Racconti nella Rete®

24° Premio letterario Racconti nella Rete 2024/2025

Premio Racconti nella rete 2012 “Fari lampeggianti” di Maria Opici

Categoria: Premio Racconti nella Rete 2012

A scuola le chiamavano la Cozza e la Vongola. Si dondolavano davanti alla vetrina di McDonalds all’incrocio fra corso Buenos Aires e viale Tunisia, aspettando il momento buono per entrare.

Il corso era affollatissimo, come ogni sabato pomeriggio alle tre. Un sacco di gente andava su e giù a guardare le vetrine degli ultimi saldi di fine febbraio.

Martina la Vongola, lunga, piena di punti neri e di extension, punto e linea come un alfabeto Morse, era convinta di essere la versione mora di Lady Gaga e si muoveva come lei. Denise, la Cozza,  non sapeva come fosse entrata in testa quell’idea alla sua amica .

“Waa è troppo bella sta canzone” urlò Martina, porgendo un’auricolare a Denise.

“Bah, che schifo” rispose la Cozza, che per un mese si era sparata Bad Roman a manetta nelle orecchie e ora non ne poteva più.

Il marciapiede era per metà invaso dagli abusivi che costringevano la folla a rallentare per non calpestare la merce taroccata, posata a terra su rettangoli di vecchie lenzuola ingrigite dallo smog.  Piccoli elicotteri di plastica telecomandati roteavano sulle teste dei passanti. Un uomo alto, che accompagnava una tipa bionda profumatissima, andò a sbattere la fronte sull’ala di uno di quei piccoli velivoli e imprecò furioso. Volarono un paio di insulti, mentre gli altri ambulanti giravano la testa e guardavano altrove laggiù, verso l’orologio digitale di piazzale Loreto.

Martina la Vongola si guardò riflessa nello schermo del cell.
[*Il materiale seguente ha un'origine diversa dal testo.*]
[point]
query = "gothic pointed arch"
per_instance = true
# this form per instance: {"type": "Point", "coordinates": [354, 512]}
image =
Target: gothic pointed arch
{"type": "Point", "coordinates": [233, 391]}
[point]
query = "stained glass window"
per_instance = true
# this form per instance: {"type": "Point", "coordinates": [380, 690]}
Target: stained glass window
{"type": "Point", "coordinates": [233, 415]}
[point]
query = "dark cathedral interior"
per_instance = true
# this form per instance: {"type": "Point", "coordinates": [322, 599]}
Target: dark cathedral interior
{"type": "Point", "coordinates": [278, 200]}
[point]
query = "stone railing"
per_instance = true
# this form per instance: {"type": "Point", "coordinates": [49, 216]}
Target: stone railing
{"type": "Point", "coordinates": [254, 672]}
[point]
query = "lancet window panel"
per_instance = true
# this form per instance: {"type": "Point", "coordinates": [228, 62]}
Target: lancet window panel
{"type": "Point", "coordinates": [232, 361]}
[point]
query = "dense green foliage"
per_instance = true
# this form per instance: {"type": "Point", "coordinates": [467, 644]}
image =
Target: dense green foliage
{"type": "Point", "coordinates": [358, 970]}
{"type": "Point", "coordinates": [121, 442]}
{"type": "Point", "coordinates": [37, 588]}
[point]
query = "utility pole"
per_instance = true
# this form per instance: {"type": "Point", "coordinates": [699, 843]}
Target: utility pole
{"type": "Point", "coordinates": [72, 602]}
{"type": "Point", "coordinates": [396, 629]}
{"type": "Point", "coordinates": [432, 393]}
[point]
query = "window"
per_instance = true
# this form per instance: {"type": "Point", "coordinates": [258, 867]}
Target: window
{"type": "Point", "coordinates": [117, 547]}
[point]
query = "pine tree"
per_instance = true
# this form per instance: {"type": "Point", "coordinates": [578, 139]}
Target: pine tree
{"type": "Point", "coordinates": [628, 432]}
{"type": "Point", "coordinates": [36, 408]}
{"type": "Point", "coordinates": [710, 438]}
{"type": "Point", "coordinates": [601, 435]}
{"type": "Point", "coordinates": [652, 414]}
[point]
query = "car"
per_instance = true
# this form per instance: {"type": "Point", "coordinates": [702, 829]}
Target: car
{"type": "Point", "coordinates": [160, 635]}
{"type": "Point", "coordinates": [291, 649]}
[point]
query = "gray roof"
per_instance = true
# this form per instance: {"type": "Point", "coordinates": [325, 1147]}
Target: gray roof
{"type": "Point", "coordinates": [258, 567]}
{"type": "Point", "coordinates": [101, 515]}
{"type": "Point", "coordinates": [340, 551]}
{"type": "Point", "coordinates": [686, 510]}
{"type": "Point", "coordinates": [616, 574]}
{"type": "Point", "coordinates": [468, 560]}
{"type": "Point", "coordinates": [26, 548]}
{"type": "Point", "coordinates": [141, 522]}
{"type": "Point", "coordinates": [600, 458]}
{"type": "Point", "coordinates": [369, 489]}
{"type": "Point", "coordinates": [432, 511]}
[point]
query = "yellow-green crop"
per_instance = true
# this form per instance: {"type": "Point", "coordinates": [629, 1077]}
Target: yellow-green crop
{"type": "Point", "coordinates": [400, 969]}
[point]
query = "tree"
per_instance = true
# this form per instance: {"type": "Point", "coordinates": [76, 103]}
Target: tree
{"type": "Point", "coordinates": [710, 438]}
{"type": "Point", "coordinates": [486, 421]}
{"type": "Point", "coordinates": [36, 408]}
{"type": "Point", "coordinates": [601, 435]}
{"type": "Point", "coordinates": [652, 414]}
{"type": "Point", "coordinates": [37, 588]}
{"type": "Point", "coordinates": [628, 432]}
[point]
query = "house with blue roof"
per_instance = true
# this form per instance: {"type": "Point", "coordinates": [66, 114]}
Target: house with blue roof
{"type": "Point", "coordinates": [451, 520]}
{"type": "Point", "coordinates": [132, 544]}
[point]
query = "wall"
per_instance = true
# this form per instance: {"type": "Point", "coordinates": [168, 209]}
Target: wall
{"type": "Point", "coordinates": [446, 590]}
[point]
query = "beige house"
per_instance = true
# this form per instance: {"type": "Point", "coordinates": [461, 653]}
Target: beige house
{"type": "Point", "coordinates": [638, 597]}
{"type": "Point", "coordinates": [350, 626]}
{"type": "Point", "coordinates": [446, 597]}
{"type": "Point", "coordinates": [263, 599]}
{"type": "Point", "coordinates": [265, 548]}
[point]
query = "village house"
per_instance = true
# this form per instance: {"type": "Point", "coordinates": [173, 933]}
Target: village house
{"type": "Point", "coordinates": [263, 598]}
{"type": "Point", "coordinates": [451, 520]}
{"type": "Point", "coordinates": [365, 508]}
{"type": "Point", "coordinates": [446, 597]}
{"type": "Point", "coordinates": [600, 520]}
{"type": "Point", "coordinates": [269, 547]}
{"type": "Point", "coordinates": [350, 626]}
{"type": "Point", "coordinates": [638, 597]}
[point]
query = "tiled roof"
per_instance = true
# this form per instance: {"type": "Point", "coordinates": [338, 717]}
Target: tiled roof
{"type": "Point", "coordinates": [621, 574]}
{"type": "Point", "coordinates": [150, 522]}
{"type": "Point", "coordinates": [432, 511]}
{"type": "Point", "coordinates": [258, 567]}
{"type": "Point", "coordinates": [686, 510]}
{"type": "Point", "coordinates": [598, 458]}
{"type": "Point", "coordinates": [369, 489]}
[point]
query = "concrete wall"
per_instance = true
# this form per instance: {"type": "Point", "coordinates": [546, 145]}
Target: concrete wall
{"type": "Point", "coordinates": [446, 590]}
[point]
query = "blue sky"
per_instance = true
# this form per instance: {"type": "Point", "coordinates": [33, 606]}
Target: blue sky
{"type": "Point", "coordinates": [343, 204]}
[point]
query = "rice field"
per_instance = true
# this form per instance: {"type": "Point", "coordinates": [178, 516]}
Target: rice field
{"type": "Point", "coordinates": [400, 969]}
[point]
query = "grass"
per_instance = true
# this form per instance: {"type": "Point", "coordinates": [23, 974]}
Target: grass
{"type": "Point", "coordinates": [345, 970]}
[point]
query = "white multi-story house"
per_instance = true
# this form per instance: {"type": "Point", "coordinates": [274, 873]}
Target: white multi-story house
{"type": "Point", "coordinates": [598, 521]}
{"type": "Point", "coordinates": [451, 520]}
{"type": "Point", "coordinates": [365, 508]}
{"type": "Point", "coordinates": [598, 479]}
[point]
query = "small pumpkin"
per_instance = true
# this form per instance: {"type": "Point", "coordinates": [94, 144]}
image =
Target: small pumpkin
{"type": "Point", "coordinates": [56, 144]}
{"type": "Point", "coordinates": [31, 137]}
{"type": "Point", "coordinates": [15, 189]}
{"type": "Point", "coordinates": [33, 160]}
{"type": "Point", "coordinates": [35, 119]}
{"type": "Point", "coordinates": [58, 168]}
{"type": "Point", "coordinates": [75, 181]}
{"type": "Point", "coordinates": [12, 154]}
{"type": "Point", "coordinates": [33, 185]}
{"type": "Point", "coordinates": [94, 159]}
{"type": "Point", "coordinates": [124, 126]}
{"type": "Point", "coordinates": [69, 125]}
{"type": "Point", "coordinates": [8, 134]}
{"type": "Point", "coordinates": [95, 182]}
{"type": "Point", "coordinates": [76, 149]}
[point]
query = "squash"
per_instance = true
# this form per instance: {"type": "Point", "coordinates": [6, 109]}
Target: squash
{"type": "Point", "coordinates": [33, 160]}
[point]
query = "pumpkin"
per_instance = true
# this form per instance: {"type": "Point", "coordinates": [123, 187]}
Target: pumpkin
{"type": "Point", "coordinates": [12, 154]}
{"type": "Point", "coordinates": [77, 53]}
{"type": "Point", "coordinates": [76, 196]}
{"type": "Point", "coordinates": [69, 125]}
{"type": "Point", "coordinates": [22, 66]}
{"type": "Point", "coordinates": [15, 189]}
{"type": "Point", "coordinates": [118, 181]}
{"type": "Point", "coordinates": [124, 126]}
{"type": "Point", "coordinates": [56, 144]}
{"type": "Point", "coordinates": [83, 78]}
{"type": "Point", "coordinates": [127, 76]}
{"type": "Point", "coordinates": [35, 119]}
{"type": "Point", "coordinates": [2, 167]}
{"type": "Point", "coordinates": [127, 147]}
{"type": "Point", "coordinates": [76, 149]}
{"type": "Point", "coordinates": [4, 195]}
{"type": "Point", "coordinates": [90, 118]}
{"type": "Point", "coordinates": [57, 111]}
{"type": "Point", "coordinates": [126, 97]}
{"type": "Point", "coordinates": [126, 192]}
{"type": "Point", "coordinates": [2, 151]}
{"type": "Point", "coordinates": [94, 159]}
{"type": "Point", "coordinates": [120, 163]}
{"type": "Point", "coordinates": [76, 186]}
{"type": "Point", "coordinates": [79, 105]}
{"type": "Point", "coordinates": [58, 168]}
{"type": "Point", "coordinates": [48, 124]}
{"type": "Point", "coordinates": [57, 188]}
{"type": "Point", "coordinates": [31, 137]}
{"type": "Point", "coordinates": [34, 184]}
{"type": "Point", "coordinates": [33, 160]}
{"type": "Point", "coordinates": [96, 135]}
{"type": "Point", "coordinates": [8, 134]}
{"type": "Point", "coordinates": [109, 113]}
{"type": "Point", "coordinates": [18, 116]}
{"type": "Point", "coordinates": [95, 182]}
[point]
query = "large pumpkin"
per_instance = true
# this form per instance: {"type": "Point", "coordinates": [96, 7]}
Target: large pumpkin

Le extension gliele aveva fatte la nuova fidanzata di Tamar, suo fratellastro. Si toccò una ciocca e scosse freneticamente il capo, poi se li arruffò per dargli volume. Era preoccupata per i suoi capelli. Quando li lavava, non molto spesso a dir la verità, intere ciocche restavano nel lavandino. Andando avanti di questo passo si sarebbe ritrovata a quarant’anni come quel Carlo del libro di storia. O forse non ci sarebbe neppure arrivata ai quaranta, e neanche ai trenta se era per quello, lei già lo sapeva. Le pareva di sapere già tutto, di capire tutto quello che c’era da capire. La realtà era lì per terra, precisa  e sporca come il marciapiede di corso Buenos Aires. Solo il futuro le metteva ansia, come  una galassia irraggiungibile. Le sembrava che il tempo fosse troppo veloce e troppo lento allo stesso tempo, e intanto i suoi capelli  dimagrivano e si spegnevano lentamente.

Denise la Cozza saltellava da un piede all’altro per il freddo. Gettò di sbieco un’occhiata fra le vetrofanie I’m lovin it e take away di McDonalds, ma rigirò subito la testa. E’ il vetro che deforma, pensò, ma si sentì pesante, anche se non aveva mangiato ancora nulla dalla sera prima. A casa sua non cucinava nessuno e a pranzo mangiava da sola qualcosa di già pronto che sua mamma, comperava di corsa all’Iper, oppure aspettava di andare in corso Buenos Aires a fare markette food, come diceva lei.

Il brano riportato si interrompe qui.